An interesting optimization trick from Storm internals which reminded me some algorithmic problem(see in the end).
For those who haven’t heard about Storm, in short it’s a distributed realtime computation system. Scalable, fault tolerant and guarantees that every message is fully processed.
The incoming tuple(message in Storm terminology) is processed by the bolt(processing node). Bolt can spawn more tuples which in their turn are further processed by succeeding bolt(s). So you end up with a tuple tree (directed acyclic graph actually).
The question is how to guarantee that every tuple is fully processed, i.e if some bolt fails, the tuple is replayed. We have to acknowledge when intermediate tuple created and when it’s processed. With huge tuple trees, tracking the entire tree state is memory expensive.
Strom designers decided to use an elegant trick which allows to know when tuple is fully processed with O(1) memory.
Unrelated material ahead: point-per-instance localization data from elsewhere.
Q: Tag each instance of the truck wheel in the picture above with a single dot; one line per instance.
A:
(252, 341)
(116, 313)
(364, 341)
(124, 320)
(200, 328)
Tuple is associated with a random 64bit id. The tree state is also 64bit value called ‘ack val’. Whenever tuple is created or acknowledged, just XOR
tuple id with ack val. When ack val becomes 0, the tree is fully processed. Yes, there is a a small probability of mistake, at 10K acks per second, it will take 50,000,000 years until a mistake is made. And even then, it will only cause data loss if that tuple happens to fail.
Now the algorithmic problem. Given an array of integer numbers. Each number except one appears exactly twice. The remaining number appears only once in the array, find this number with one iteration and O(1) memory. Easy, yay!